I 120 capolavori esposti ne fanno la rassegna più importante mai realizzata in Italia, nell'evidente intento di riscoprire la grandezza di un artista non integrato nei cliché dell'epoca e per questo prima dimenticato, poi tenuto ai margini e ancora  solo in parte valorizzato sul piano internazionale. Emanuela Angiuli e Fernando Mazzocca hanno raccolto le opere in alcuni dei più prestigiosi musei e collezioni pubbliche italiane e francesi accompagnandoci in un cammino che passa attraverso l'affascinante mondo dello charme e dell'eleganza  raffigurato spesso attraverso raffinate tecniche pittoriche, come quella del pastello. Così è rimasta immortale  quella signora con il pon-pon rosa sul cappello, graziosamente arrampicata su una sedia e scortata dal monsieur in cilindro, baffi e bastone che si gode lo spettacolo "Alle corse d'Auteil". E ci affascina la vita sull'"Avenue du Bois de Boulogne", con i suoi personaggi simili alle statuine di un presepe, mentre a Hyde Park due giovani sussurrano (che cosa?) in una "Flirtation" d'altri tempi. Parigi e Londra sono le due città che incoronano De Nittis, le due società di cui carpisce l'atmosfera per restituircela oggi intatta nelle sue stagioni, nelle sue mode e abitudini.
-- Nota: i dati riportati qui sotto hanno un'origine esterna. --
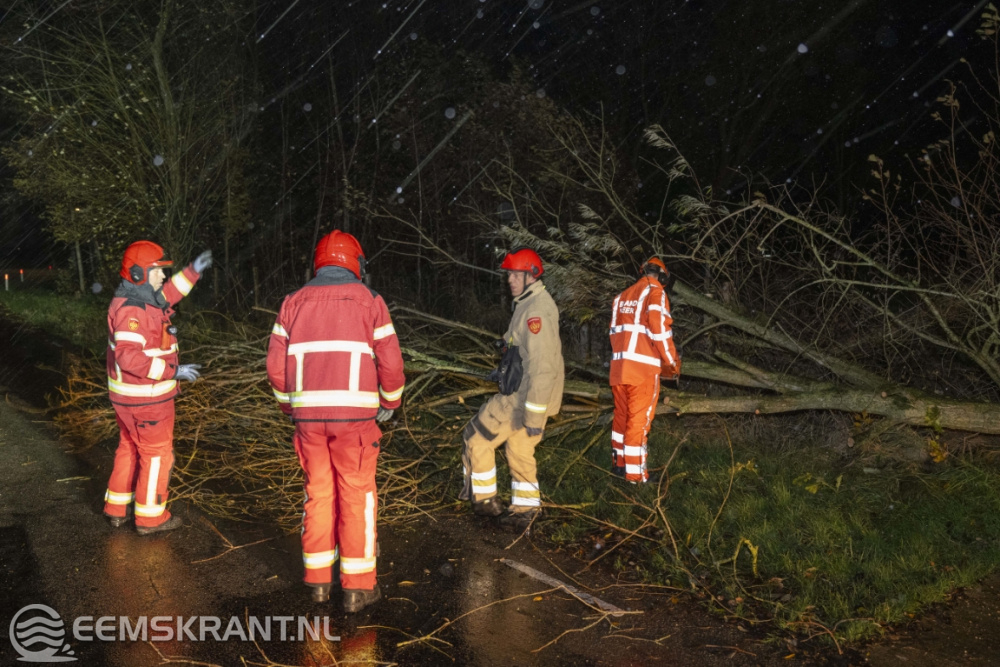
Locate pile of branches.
[56,309,608,531]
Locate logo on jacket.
[10,604,76,662]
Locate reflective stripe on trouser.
[462,403,542,512]
[104,400,174,527]
[611,375,660,482]
[294,422,379,590]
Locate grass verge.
[11,291,1000,643]
[0,288,111,354]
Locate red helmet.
[313,229,365,278]
[642,257,670,280]
[118,241,174,285]
[500,248,545,278]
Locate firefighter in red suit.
[610,257,681,483]
[104,241,212,535]
[267,230,405,612]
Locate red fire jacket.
[610,276,681,386]
[267,269,406,421]
[107,265,201,405]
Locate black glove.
[174,364,201,382]
[191,250,212,273]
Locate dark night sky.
[0,0,986,265]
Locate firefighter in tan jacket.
[460,249,564,530]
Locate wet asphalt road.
[0,310,1000,667]
[0,319,781,667]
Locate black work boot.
[500,509,542,533]
[344,583,382,614]
[472,496,503,516]
[135,514,184,535]
[306,584,333,602]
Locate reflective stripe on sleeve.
[373,322,396,340]
[170,271,194,296]
[143,343,177,357]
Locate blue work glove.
[191,250,212,273]
[174,364,201,382]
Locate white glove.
[174,364,201,382]
[191,250,212,273]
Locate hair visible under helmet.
[500,248,545,278]
[118,241,174,285]
[313,229,366,278]
[642,257,670,287]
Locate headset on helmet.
[313,229,368,280]
[500,248,545,278]
[642,257,670,286]
[118,241,174,285]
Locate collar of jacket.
[511,280,545,310]
[115,280,167,310]
[306,266,361,287]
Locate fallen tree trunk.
[662,389,1000,434]
[672,280,889,388]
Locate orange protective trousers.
[294,422,379,590]
[104,399,174,527]
[611,375,660,482]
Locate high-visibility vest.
[609,276,679,385]
[267,277,405,421]
[107,266,200,405]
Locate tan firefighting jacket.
[483,282,565,430]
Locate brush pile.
[56,308,606,531]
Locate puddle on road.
[0,320,1000,667]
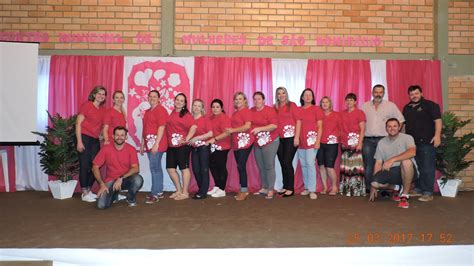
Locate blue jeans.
[298,149,318,192]
[415,144,436,196]
[97,174,143,209]
[147,152,164,196]
[191,145,211,197]
[362,137,382,186]
[253,138,280,191]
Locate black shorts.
[166,145,191,170]
[372,165,418,185]
[316,144,339,168]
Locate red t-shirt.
[209,113,231,152]
[277,102,300,138]
[321,111,341,144]
[166,111,196,148]
[104,107,127,142]
[341,109,366,148]
[93,143,138,183]
[142,105,168,152]
[192,116,212,147]
[298,105,324,149]
[250,105,278,147]
[79,101,104,139]
[230,107,255,150]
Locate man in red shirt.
[92,126,143,209]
Piccolo, grande Giuseppe, anzi, Peppino, come lo chiamavano gli amici. Lui, il signore delle "dame", lui, italiano, ma anche parigino perché la Francia l'aveva sposata come Leontine Lucille Gruvelle, per tutti Titine. Lui sempre cordiale, mai aggressivo, sempre pronto a cucinare grandi piattate di maccheroni per tutti coloro che frequentavano la bella villa di Rue Viete a Parigi dove si incontravano, tra gli altri, Manet, Degas, Oscar Wilde, Zola, Dumas figlio. Eppure la vita non gli aveva risparmiato niente: la mamma muore quando aveva appena 3 anni; il padre, proprietario terriero, si suicida quando ne ha 10; il fratello maggiore Vincenzo, anche lui morto suicida in anni posteriori, cercherà in tutti i modi di bloccargli la strada dell'arte. Ma niente traspare dalle sue opere, che non sembrano mai toccate da tensioni o turbamenti, in una visione serena dell' esistenza, quasi ideale. "Amo la vita, amo la pittura. Amo tutto ciò che ho dipinto": dichiarava entusiasta. Solo un velo di tristezza compare in alcune delle ultime opere. Il suo autoritratto e il ritratto della moglie in "Giornata d'inverno", insieme a "La colazione in giardino" lasciano intravedere a noi posteri, ormai consapevoli, un presentimento nefasto. De Nittis morirà infatti improvvisamente nel 1884 a soli 38 anni lasciando quel sogno che era stato la sua vita, lasciando rimpianti e celebrità, ma anche duecentomila franchi di debiti.

La mostra di Padova è una passeggiata dentro la vivacità di questo sogno attraverso opere qualche volta ignote anche alla critica. Dal periodo napoletano, in cui l'artista si immedesima nella natura, al ciclo delle vedute londinesi, da molto tempo assenti dall'Italia, passando per la vita frenetica parigina. Tutto questo era De Nittis. E oggi forse lo è ancora di più.